Don Giulio Genoino, ItaliaOggi, 6/10/2009, 6 ottobre 2009
SANTORO FU CACCIATO ANCHE DAL PCI
L’appuntamento con la storia che Michele Santoro ha colto grazie alla «puttanopoli» barese riporta la Puglia al centro della vita del popolare ancorman. Fu infatti proprio grazie a un intellettuale pugliese che «Michele chi» fece il suo esordio in tv. O meglio: fu grazie alla sua tessera di iscritto al Partito comunista italiano, e alla sua amicizia con Beppe Vacca, consigliere Rai in quota Pci. Ma andiamo con ordine. Quel che rileva è l’origine della carriera giornalistica di Santoro.
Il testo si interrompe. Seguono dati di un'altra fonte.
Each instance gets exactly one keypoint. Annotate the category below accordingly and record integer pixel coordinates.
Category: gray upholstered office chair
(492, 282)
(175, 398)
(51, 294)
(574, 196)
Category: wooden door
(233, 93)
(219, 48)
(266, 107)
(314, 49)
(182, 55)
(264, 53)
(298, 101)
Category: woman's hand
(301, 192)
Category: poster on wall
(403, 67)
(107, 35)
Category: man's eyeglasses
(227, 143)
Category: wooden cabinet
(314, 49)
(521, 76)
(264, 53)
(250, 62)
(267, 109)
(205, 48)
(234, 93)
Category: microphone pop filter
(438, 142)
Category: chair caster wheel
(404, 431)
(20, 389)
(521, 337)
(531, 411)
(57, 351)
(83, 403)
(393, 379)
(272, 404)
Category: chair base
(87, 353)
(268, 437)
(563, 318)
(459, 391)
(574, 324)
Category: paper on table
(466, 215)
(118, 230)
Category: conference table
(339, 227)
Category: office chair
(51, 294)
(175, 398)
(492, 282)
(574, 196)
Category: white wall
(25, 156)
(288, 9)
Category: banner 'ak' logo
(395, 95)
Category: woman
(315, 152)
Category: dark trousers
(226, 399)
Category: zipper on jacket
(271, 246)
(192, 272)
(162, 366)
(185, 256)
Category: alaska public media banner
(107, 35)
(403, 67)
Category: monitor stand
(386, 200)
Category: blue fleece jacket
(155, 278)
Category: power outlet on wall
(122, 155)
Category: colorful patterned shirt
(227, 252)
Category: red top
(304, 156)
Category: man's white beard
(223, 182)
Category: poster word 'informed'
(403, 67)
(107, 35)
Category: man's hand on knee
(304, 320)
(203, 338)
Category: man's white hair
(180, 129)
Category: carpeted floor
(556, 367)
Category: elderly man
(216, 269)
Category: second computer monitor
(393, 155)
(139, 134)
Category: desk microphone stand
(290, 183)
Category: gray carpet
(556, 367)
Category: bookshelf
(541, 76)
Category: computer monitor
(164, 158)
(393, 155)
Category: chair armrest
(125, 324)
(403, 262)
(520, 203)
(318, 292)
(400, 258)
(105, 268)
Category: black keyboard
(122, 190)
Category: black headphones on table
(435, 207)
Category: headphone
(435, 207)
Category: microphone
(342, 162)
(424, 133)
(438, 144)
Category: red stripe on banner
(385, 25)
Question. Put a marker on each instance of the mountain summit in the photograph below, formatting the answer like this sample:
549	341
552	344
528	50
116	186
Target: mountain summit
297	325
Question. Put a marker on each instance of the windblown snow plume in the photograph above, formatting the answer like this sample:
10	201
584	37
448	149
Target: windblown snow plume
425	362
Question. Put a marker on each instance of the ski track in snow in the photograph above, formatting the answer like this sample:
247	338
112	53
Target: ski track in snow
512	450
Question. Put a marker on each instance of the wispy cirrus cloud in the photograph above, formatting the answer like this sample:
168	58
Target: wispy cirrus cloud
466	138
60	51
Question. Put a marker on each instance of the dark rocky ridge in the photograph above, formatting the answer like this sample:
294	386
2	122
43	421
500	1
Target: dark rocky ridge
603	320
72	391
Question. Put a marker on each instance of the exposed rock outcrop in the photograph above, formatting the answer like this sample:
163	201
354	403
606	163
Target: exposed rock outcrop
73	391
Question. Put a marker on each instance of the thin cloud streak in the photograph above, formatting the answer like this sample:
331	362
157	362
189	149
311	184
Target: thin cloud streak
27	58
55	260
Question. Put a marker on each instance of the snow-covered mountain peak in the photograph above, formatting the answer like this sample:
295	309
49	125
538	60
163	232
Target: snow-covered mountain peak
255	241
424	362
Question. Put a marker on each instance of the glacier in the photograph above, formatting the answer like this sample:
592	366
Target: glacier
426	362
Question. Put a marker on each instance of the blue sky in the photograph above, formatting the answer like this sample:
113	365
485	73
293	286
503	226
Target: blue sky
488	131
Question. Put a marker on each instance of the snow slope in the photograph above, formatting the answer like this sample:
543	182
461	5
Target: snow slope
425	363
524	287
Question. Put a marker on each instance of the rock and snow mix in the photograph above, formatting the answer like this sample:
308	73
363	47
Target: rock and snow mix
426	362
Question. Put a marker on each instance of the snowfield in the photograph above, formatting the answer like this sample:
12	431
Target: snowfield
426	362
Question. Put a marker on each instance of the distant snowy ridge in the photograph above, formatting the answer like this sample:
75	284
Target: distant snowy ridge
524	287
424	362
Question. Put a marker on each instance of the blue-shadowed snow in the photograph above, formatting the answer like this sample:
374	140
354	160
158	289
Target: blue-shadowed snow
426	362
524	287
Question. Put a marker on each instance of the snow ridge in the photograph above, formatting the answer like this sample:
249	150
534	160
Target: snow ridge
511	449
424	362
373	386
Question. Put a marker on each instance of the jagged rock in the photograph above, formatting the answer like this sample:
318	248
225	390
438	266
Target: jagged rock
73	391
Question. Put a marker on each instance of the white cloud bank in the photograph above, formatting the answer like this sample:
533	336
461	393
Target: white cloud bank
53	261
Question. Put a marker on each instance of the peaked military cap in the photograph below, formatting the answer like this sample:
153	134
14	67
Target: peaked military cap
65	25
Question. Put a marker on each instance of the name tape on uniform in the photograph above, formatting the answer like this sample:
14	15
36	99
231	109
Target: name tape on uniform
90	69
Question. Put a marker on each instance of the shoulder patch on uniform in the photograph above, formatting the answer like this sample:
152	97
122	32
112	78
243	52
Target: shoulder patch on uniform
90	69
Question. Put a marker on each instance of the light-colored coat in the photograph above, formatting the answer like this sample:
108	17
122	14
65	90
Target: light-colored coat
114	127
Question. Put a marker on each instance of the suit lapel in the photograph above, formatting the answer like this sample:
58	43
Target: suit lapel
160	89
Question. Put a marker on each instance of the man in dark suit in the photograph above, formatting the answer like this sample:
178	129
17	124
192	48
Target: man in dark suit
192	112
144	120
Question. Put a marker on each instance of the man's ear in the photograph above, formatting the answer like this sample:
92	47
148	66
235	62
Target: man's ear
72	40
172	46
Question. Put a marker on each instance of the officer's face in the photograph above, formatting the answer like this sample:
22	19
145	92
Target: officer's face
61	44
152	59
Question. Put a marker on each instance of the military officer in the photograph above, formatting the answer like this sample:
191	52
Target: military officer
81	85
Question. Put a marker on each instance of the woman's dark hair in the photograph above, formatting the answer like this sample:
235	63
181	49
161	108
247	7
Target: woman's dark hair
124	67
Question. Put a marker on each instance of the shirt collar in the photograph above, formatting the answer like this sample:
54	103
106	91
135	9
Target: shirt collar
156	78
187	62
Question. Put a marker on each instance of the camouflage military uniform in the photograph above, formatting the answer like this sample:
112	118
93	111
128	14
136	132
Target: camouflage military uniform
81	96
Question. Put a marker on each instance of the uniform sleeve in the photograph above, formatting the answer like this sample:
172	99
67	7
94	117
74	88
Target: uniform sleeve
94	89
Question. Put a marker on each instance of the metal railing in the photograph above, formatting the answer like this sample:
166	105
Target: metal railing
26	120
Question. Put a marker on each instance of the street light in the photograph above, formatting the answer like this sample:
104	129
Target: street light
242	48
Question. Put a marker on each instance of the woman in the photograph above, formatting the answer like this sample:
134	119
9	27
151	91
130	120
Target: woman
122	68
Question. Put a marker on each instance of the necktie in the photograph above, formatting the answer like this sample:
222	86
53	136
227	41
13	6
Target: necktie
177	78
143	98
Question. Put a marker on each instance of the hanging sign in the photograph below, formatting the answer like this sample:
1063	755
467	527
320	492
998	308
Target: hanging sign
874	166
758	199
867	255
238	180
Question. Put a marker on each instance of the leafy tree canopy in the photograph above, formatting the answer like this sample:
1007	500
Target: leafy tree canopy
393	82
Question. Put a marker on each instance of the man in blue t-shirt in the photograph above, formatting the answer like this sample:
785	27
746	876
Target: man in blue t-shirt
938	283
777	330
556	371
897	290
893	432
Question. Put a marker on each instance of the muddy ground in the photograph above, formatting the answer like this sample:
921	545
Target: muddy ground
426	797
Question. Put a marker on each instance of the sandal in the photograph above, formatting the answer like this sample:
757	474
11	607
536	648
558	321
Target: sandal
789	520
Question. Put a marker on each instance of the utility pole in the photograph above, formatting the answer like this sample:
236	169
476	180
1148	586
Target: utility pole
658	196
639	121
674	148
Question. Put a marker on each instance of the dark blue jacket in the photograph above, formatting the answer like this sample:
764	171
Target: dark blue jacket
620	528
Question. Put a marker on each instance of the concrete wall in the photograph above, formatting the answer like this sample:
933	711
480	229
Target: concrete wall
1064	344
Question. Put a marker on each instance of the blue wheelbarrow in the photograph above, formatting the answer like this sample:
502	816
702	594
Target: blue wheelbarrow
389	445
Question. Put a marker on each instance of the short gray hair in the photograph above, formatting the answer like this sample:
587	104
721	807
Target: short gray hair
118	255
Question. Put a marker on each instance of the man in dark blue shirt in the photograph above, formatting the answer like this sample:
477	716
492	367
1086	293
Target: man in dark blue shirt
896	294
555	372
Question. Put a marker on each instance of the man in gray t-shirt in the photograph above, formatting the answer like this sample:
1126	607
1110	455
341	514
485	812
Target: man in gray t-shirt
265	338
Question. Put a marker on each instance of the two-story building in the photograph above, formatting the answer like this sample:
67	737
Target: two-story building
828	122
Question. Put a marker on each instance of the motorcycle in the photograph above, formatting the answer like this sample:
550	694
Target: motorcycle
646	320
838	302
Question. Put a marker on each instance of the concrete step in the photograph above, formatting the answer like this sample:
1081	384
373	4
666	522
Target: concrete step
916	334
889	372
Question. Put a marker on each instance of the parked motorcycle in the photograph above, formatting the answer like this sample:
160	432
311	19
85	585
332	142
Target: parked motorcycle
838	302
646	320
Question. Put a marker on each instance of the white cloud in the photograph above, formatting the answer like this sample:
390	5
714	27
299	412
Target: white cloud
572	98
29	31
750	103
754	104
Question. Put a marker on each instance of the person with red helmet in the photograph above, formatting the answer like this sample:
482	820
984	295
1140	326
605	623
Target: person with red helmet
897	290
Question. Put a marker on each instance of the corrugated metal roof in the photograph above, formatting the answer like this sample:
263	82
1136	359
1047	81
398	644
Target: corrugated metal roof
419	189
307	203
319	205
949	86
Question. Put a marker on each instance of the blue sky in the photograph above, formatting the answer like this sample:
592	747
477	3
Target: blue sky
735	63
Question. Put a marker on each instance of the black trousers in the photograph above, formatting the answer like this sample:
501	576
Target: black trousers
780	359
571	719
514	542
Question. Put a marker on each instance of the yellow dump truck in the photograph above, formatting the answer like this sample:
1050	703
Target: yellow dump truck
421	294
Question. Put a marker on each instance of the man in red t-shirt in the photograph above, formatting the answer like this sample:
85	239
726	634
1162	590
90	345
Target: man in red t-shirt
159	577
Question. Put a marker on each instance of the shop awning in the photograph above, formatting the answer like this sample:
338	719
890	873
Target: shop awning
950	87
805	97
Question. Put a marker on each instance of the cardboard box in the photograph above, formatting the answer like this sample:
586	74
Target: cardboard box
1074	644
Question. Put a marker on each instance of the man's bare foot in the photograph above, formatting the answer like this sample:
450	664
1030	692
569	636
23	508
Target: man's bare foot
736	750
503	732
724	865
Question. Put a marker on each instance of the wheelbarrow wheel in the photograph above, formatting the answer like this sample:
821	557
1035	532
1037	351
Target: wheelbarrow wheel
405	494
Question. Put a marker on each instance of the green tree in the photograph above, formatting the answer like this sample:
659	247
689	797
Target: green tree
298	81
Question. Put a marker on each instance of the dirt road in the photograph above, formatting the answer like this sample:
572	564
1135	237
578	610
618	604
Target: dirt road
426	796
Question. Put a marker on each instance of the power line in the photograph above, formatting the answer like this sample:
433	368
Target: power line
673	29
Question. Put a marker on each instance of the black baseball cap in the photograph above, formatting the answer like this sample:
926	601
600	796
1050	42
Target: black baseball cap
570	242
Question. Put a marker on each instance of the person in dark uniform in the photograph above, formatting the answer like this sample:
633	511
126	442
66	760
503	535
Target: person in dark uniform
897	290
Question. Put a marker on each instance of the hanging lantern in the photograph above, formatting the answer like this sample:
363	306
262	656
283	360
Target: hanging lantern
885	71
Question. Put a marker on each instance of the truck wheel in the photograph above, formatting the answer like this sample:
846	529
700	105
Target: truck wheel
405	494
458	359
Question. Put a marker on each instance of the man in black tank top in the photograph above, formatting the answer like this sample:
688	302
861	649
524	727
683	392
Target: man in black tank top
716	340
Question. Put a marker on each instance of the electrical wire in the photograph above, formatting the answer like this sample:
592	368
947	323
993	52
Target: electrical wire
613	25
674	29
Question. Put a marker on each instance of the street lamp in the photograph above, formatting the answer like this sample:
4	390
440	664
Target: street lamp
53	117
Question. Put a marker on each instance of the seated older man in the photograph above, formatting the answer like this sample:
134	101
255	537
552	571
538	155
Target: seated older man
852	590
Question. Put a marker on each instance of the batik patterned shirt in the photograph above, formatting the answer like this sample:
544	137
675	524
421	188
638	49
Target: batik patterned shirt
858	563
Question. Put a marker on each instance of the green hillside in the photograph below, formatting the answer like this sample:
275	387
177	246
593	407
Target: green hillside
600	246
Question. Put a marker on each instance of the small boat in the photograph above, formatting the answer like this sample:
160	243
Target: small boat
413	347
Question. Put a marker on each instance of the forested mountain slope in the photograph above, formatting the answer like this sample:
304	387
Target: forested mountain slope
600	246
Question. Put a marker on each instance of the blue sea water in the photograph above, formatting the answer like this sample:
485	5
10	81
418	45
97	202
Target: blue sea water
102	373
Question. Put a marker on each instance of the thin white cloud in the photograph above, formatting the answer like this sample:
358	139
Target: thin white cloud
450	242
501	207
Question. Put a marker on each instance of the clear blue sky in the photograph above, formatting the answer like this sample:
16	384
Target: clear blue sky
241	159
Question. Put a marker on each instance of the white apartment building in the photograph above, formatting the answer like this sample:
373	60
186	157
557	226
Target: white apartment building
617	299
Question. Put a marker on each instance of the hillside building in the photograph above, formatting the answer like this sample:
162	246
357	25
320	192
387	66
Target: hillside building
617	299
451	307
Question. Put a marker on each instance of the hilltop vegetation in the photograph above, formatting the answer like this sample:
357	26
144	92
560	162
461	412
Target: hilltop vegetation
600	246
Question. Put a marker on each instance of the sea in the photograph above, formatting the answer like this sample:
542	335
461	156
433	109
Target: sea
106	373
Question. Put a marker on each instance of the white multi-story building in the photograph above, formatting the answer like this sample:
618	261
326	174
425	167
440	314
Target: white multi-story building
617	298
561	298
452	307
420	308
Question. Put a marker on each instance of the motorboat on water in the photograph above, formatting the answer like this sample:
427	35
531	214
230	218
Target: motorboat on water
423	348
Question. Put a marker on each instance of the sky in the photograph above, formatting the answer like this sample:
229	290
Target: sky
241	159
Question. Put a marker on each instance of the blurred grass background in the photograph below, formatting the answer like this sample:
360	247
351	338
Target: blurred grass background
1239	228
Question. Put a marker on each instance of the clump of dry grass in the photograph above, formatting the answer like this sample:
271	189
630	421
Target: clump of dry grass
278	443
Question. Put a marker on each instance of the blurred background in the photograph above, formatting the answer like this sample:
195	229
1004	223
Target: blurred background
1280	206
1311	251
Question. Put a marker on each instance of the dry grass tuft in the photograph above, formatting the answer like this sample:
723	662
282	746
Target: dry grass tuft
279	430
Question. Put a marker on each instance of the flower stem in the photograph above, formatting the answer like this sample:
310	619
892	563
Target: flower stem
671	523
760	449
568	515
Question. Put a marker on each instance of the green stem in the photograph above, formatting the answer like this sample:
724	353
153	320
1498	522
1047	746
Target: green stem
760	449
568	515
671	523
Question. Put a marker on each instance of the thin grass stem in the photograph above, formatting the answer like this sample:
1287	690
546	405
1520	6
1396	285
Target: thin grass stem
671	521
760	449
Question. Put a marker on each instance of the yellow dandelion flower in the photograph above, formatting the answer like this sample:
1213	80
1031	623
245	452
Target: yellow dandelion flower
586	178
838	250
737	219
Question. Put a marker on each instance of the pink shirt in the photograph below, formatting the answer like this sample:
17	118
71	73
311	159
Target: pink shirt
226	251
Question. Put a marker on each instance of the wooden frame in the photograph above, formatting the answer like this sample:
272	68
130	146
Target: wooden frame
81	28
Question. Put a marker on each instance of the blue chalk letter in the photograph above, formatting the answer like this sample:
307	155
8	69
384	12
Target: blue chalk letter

Funzionario della federazione provinciale comunista di Salerno, dov’era nato il 2 luglio del ’51, Santoro, ai primi del ’79, ruppe con l’allora segretario e venne messo fuori senza tanti complimenti. Il giovane funzionario era però molto stimato dal suo professore di filosofia, Biagio De Giovanni, titolare di Filosofia Morale a Salerno, che gli aveva dato la tesi e lo aveva laureato con 110 e lode. De Giovanni, all’epoca intellettuale organico del Pci (poi finito nella «Rosa nel pugno») stimava molto il giovanotto e contava molto nel Pci, per cui lo ripescò dalla federazione provinciale e lo infilò in quella regionale.
Per la cronaca, molti anni dopo De Giovanni ha sparato a zero sul suo ex allievo, dicendosene «tradito», dopo aver seguito una puntata su Gaza, a suo dire carente di onestà intellettuale: «Con Michele ho fallito il mio compito di docente_». Ma erano altri tempi e, all’epoca, Santoro brillava. Tanto che quando arrivò nella Federazione regionale comunista, venne subito nominato «responsabile per l’informazione».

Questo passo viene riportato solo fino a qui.